Las antiguas construcciones serán retiradas
Como parte del proceso de realojo, las estructuras existentes en el asentamiento serán demolidas y los terrenos deberán quedar libres.
Los vecinos tienen la posibilidad de retirar materiales que puedan reutilizar. En caso contrario, se coordina el ingreso de maquinaria para derribar y limpiar lo que permanezca en el lugar.
“Uno puede desarmar y sacar sus cosas. Si no, se llama a la topadora, se organiza y vienen a sacar todo lo que queda”, explicaron.
La eliminación de las antiguas construcciones busca evitar nuevas ocupaciones en un sector expuesto a las inundaciones y asegurar que las familias permanezcan definitivamente en las soluciones habitacionales entregadas.
“Nunca pensamos tener una casa como esta”
Cintia Álvarez definió el momento como una “alegría total” y recordó las numerosas crecientes que afectaron a su familia.
“Nunca esperábamos que íbamos a tener una casita como esta, después de todo lo que hemos pasado. Fueron muchas crecientes, nos rompieron todos los muebles y hubo mucho sufrimiento”, relató.
La vecina recibió la llave durante la mañana y comenzó la mudanza esa misma tarde. Al día siguiente se encontraba trasladando las últimas pertenencias.
“Ayer de mañana recibimos la llave y de tarde empezamos la mudanza. Ahora estamos terminando con lo último que nos queda”, señaló.
Ante la posibilidad de una nueva creciente, expresó la tranquilidad de saber que su hogar ya no será afectado, aunque recordó que todavía existen otras familias que continúan viviendo cerca del río.
“Ahora que se venga el agua”, afirmó inicialmente con alivio, aunque inmediatamente aclaró: “Tampoco deseo que venga, porque hay mucha gente que todavía está casi en la misma situación que nosotros y a la que todavía le puede llegar”.
Un proceso marcado por la espera
La entrega de las viviendas se había demorado debido a diferentes dificultades surgidas durante la etapa final del proyecto.
Álvarez señaló que las familias debieron esperar aproximadamente dos meses más de lo previsto y que, durante ese período, se registraron episodios de vandalismo en algunas de las unidades.
“Estoy muy contenta por el logro y por el sacrificio que hicimos con la gurisada.
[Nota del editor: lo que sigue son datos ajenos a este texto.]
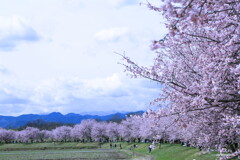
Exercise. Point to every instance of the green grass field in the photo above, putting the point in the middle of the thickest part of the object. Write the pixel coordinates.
(75, 151)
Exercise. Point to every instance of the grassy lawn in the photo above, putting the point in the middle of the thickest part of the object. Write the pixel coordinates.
(46, 146)
(63, 155)
(74, 151)
(169, 152)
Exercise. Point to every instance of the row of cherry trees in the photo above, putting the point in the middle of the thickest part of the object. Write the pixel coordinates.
(135, 128)
(198, 65)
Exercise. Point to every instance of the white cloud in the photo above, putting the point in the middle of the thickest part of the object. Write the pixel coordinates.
(14, 30)
(111, 34)
(122, 3)
(77, 95)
Nos pasaron muchas cosas en las viviendas, hubo vandalismo y tuvimos que esperar como dos meses más”, explicó.
Más allá de los inconvenientes, las familias valoraron el resultado y comenzaron rápidamente a apropiarse de sus nuevos hogares.
El complejo Nuevo Comienzo permite que 74 familias abandonen definitivamente una zona inundable y pasen a vivir en viviendas con calles, servicios y mejores condiciones de seguridad.
Para los vecinos, la entrega representa el final de años de incertidumbre y el comienzo de una etapa en la que ya no deberán mirar el nivel del río con temor.